Concrètement, l’alignement des intelligences artificielles ne se résume pas à une prouesse technique. Derrière ce terme se cachent des décisions humaines, des méthodes imparfaites et des rapports de force. En tant qu’ingénieure pédagogique, j’ai vu combien les dispositifs de formation numérique dépendent de choix éditoriaux rarement explicités. Il en va de même pour les assistants conversationnels : leurs réponses résultent d’une série d’arbitrages, depuis la constitution d’un corpus jusqu’aux instructions les plus fines.
Des consignes qui changent au fil du temps
Prenons l’exemple de Grok, l’assistant intégré à X. En juillet 2025, quelques lignes dans un fichier de configuration du dépôt GitHub de xAI ont modifié son comportement. L’instruction demandait de formuler des affirmations politiquement incorrectes lorsqu’elles sont étayées. Deux jours plus tard, cette consigne disparaît. Elle réapparaît le 12 juillet, puis le 15, avant d’être retirée à nouveau le 18 août. Ces allers-retours sont documentés dans les archives publiques. Ils illustrent une réalité souvent ignorée : un éditeur peut modifier les instructions d’un assistant sans réentraîner le modèle. Une simple ligne de texte peut infléchir des milliers de réponses.
Le 15 juillet, une autre modification invite Grok à conserver son indépendance de jugement vis-à-vis des opinions d’Elon Musk et de xAI. Cette indépendance devient elle-même une instruction. Ce n’est pas anodin : la promesse d’objectivité est encadrée par une décision humaine, dont l’application reste à vérifier.
Les multiples couches d’influence
Un assistant ne se contente pas de suivre une consigne unique. Son comportement émerge d’un empilement de facteurs. D’abord, le préentraînement : le modèle absorbe des régularités statistiques à partir de vastes corpus, avec leurs biais, omissions et perspectives. Ensuite, le post-entraînement, qui vise à rendre les réponses utiles et à fixer des comportements. La méthode dominante, le RLHF (apprentissage par renforcement à partir de retours humains), fait comparer des réponses par des évaluateurs. Leurs préférences servent à ajuster le modèle. Mais un résultat jugé préférable peut être simplement plus convaincant, pas nécessairement plus exact. Stephen Casper et ses coauteurs ont synthétisé ces limites : désaccords entre évaluateurs, information incomplète, optimisation d’un signal imparfait.

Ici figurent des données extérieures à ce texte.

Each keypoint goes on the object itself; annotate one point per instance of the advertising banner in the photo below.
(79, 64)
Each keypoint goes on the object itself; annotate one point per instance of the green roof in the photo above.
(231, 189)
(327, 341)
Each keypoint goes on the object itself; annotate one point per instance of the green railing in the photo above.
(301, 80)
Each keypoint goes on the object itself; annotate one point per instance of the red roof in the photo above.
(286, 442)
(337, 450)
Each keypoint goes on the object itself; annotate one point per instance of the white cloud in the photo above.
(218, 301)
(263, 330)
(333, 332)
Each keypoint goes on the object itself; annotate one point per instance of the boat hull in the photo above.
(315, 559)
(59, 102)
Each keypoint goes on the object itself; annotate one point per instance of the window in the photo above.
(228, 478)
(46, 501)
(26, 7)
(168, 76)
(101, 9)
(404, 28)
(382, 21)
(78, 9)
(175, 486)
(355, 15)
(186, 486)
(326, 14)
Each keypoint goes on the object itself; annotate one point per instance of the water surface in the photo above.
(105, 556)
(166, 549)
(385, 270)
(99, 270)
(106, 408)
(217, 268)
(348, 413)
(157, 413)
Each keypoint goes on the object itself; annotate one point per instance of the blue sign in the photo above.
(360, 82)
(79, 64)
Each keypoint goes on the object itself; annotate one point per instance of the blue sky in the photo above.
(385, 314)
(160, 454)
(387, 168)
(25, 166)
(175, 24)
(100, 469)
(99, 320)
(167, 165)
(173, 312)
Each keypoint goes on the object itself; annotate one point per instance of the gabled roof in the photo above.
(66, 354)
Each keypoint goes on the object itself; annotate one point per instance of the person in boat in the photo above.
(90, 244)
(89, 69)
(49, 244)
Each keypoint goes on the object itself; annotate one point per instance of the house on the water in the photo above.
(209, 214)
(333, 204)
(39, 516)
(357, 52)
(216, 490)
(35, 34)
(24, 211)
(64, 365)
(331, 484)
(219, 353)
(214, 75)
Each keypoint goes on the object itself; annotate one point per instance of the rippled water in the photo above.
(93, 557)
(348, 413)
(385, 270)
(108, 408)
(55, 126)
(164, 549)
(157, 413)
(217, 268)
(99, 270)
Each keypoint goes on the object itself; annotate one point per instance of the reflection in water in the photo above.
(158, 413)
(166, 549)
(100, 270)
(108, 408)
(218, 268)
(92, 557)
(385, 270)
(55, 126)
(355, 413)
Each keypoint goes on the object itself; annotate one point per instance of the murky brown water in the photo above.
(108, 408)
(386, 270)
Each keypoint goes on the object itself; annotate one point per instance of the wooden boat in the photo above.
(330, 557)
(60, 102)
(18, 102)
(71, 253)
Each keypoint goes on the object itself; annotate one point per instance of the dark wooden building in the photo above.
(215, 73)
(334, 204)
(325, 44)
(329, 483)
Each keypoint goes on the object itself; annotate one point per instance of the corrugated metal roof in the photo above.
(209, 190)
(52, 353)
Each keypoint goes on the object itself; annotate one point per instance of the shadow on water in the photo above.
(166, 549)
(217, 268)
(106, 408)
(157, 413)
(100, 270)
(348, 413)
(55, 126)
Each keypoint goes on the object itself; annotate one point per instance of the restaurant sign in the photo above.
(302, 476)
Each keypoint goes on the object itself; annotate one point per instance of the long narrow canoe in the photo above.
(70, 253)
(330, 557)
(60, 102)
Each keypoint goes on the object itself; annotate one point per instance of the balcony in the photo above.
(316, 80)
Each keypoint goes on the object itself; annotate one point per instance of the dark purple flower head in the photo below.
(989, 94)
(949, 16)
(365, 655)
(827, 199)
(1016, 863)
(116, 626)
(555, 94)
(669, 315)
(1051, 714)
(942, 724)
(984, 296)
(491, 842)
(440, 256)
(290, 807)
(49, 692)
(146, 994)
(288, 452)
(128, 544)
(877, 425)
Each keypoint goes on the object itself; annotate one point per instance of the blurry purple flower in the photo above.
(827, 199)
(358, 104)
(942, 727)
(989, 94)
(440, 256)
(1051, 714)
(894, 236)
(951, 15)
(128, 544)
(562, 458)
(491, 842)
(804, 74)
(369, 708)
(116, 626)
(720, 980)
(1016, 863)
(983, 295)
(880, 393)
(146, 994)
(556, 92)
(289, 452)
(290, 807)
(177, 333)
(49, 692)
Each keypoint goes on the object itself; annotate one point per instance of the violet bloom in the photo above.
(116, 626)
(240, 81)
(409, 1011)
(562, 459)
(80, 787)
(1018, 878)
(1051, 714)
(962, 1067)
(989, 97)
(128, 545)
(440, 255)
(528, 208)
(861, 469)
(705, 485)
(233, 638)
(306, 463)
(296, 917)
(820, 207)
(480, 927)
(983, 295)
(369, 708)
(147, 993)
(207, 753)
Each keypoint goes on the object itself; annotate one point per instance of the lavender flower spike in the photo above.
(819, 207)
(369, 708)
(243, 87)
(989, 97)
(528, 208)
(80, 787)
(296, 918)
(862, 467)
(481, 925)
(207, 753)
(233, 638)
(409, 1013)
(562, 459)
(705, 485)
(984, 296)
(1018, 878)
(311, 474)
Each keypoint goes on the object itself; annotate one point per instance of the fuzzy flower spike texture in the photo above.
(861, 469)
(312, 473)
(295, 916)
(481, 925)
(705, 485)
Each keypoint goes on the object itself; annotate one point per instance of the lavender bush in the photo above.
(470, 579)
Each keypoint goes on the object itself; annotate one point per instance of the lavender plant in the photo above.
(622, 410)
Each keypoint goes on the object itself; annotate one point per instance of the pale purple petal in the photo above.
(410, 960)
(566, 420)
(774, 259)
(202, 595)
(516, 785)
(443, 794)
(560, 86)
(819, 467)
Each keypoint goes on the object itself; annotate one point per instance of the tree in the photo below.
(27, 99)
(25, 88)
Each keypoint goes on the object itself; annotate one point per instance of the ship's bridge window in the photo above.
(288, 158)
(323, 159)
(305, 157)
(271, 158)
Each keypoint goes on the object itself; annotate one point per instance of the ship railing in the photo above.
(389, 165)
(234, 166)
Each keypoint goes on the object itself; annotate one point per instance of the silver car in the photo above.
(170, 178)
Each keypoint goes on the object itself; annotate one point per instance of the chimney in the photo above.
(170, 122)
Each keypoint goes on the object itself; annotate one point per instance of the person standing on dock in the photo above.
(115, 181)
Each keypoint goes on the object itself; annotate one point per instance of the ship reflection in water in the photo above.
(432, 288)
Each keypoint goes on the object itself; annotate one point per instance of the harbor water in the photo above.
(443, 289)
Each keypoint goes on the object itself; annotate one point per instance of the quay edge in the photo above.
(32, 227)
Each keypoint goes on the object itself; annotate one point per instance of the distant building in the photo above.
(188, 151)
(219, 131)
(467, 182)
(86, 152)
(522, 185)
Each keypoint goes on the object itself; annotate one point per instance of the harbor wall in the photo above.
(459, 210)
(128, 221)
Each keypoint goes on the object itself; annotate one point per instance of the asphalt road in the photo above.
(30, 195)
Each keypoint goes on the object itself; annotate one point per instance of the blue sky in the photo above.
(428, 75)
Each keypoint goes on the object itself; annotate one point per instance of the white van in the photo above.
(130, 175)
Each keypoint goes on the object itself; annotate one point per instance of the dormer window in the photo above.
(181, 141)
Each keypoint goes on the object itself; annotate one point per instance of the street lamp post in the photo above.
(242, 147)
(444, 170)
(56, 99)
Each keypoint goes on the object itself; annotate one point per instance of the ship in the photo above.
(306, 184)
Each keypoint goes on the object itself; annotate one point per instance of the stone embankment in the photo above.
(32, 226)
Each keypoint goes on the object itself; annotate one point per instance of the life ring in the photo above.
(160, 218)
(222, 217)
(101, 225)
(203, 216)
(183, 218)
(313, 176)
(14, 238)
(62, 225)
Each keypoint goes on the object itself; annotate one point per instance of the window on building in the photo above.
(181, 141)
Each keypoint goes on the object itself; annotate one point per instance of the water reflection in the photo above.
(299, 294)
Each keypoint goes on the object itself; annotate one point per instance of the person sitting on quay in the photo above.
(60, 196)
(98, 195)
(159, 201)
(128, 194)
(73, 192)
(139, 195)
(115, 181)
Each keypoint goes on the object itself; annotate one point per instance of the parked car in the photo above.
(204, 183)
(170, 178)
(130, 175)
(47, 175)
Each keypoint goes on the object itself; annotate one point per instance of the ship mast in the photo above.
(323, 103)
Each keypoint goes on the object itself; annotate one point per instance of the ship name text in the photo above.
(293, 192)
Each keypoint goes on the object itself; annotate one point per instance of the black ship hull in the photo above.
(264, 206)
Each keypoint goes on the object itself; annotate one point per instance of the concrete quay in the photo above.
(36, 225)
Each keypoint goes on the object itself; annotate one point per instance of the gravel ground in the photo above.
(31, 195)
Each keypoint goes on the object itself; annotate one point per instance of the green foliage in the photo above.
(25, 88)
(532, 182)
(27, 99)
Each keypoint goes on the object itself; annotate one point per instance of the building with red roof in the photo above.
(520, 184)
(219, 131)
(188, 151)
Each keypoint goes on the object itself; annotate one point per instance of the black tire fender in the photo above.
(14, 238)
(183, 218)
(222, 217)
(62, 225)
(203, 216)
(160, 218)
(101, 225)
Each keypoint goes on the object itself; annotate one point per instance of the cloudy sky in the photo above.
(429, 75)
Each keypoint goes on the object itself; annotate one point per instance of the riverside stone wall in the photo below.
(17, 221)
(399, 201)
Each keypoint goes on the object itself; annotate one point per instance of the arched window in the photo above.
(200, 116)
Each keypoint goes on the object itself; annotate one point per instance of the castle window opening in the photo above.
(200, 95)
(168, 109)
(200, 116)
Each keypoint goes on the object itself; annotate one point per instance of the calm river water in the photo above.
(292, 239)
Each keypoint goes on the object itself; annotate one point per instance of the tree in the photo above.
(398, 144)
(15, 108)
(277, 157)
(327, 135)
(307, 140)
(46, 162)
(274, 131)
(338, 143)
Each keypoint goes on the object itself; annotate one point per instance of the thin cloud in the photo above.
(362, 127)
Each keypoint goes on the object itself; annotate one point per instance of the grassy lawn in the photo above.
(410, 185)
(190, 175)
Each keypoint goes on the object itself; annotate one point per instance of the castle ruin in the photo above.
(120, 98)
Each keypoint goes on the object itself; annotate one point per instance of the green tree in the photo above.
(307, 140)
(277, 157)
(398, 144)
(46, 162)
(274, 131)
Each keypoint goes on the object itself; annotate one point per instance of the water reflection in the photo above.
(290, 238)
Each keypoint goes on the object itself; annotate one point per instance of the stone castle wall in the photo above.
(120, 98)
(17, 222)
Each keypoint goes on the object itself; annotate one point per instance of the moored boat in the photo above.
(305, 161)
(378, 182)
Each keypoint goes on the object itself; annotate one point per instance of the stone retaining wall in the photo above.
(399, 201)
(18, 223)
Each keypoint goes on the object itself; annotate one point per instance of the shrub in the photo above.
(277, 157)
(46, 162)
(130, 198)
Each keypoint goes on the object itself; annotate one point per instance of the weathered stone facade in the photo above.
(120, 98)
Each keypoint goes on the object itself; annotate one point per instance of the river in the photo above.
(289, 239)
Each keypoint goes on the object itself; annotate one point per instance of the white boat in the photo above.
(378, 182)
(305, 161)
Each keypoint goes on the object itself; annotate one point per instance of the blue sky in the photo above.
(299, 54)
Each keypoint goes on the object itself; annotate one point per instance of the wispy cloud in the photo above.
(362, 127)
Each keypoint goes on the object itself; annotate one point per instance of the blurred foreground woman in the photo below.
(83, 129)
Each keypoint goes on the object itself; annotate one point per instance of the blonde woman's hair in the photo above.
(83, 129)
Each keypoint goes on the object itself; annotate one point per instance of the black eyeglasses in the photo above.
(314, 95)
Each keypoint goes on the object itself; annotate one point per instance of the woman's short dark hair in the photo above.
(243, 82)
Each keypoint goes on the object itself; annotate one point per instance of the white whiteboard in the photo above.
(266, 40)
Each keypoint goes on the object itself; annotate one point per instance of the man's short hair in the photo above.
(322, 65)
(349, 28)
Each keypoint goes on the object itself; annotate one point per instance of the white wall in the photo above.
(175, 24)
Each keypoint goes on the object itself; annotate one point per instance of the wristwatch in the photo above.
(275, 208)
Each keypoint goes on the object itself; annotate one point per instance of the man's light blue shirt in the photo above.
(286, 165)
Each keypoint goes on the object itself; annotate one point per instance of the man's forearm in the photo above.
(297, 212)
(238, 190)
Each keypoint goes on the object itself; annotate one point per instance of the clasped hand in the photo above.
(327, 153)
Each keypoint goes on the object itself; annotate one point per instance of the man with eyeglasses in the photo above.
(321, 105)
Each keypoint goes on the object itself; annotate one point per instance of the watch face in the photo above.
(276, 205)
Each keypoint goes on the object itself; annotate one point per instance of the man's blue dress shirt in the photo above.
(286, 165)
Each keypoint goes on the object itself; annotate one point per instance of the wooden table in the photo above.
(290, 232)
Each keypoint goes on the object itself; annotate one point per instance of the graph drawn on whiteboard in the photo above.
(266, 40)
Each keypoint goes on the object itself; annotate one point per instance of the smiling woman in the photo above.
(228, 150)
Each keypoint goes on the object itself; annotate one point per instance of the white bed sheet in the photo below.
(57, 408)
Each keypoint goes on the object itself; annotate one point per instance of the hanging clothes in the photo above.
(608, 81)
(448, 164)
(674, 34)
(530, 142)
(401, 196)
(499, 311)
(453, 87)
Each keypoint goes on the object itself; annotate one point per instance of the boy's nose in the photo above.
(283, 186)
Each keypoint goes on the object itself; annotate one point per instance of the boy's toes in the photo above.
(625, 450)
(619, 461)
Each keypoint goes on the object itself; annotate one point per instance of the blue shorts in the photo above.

À cela s’ajoutent les instructions du service, celles de l’application qui l’utilise, et la demande de l’utilisateur. OpenAI formalise ces priorités dans son Model Spec. La version publique du 18 décembre 2025 précise que les règles de plus haut niveau priment en cas de conflit. Mais un document ne garantit pas que chaque réponse s’y conforme. Comme le montre un exemple hypothétique : un assistant de service après-vente sommé de défendre les produits de son employeur peut produire une réponse favorable pour plusieurs raisons. Impossible de trancher sans connaître la version du modèle, les instructions et le contexte.
Le mot alignement recouvre donc plusieurs ambitions. Pour un produit, il s’agit de conformer les réponses aux intentions des concepteurs. Pour la recherche sur les systèmes avancés, il s’étend à la conduite lorsqu’ils poursuivent des objectifs et agissent. Dans les deux cas, il faut préciser à quels intérêts le système doit obéir. Ce que ça change vraiment : l’utilisateur, l’entreprise cliente et le fournisseur peuvent avoir des attentes divergentes.
Quarante évaluateurs ne représentent pas l’humanité
Le problème de représentation est connu depuis les débuts. Pour InstructGPT (2022), OpenAI a recruté quarante prestataires pour produire des réponses modèles et comparer des résultats. La plupart étaient anglophones, résidant aux États-Unis ou en Asie du Sud-Est. Les auteurs reconnaissent explicitement que le système est ajusté aux préférences de ces groupes, sans prétendre représenter l’ensemble des valeurs humaines. Ce constat, valable pour un travail fondateur, ne décrit pas nécessairement les pratiques actuelles, mais il éclaire un mécanisme toujours à l’œuvre.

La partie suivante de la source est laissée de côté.